Le CTMF, attire l’attention des musulmans sur un certain nombre de mesures à respecter, et souhaite leur coopération, afin de célébrer cette fête de l’Aïd dans la sérénité, la joie et la civilité.

  • Le sacrifice doit avoir lieu après la prière de l’Aïd
  • Le sacrifice peut être accompli par une personne ou une institution autre que le propriétaire de la bête (ovin ou bovin)
  • Le sacrifice peut être accompli durant trois jours (le jour de l’Aïd et les trois jours suivants).
  • La bête (ovine ou bovine) choisie pour le sacrifice doit être dénuée de tout vice : ni borgne, ni boiteuse, ni maigre, ni malade.

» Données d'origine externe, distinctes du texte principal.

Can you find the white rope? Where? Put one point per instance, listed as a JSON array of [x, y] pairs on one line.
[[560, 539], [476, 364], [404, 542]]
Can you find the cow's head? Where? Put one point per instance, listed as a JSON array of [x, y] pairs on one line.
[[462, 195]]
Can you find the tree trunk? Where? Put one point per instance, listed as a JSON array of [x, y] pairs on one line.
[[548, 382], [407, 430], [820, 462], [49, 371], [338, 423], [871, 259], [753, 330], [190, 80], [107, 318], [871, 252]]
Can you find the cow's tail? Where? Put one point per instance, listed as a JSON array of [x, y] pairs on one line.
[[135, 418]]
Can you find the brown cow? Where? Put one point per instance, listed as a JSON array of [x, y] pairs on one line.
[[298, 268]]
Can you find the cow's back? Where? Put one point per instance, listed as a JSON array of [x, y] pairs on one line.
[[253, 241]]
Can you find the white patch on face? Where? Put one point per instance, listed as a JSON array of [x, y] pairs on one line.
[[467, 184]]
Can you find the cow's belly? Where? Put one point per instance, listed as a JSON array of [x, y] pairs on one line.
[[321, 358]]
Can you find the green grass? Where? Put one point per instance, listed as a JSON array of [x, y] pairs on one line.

  • Les normes de sécurité et les règles sanitaires, les conditions d’abattage rituel en vigueur sont à respecter et ce dans l’intérêt des consommateurs.

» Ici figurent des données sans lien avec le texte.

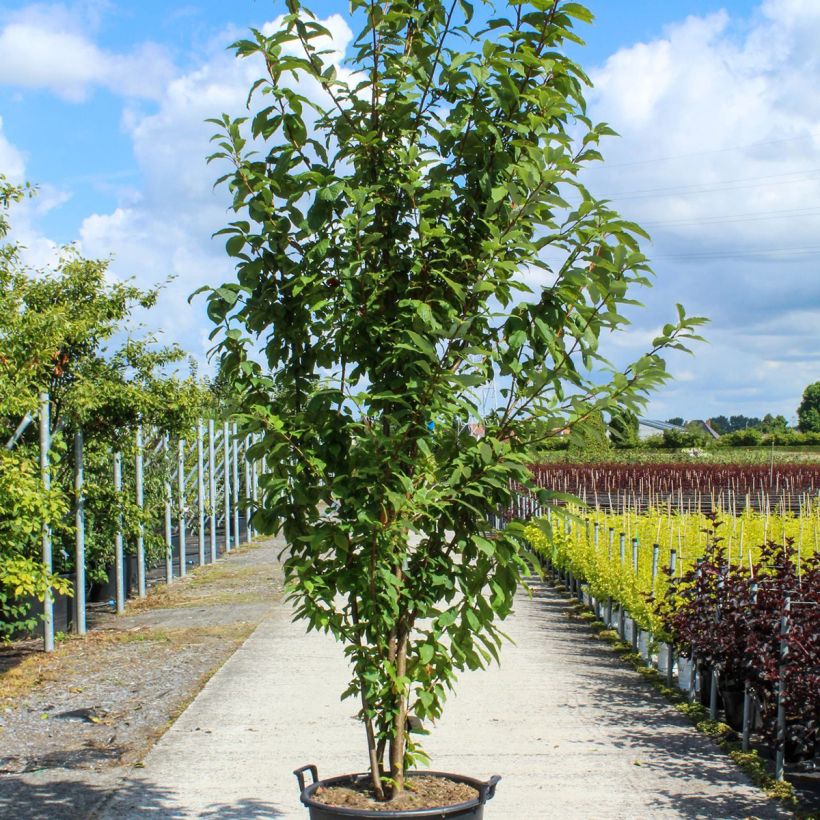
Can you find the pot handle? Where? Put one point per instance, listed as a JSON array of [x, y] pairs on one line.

  • Les boucheries Halal respectant les règles d’abattage rituel peuvent être chargées du sacrifice pour le compte des intéressés afin d’éviter les abattages clandestins accomplis souvent dans des conditions inacceptables, tant pour l’animal que pour l’hygiène.
  • Les dons du prix du sacrifice aux organisations humanitaires et/ou aux plus démunis restent une solution pour les personnes se trouvant dans l’impossibilité d’accomplir cet acte d’adoration. Néanmoins, ce dernier ne doit en aucun cas disparaître de la pratique des musulmans.
  • Les musulmans sont appelés à joindre leurs efforts à ceux des responsables des mosquées, aux professionnels et à ceux des pouvoirs publics pour un meilleur déroulement de l’opération de l’abattage.

CTMF
Paris le 16/07/2018  – 3 Doul al quida 1439.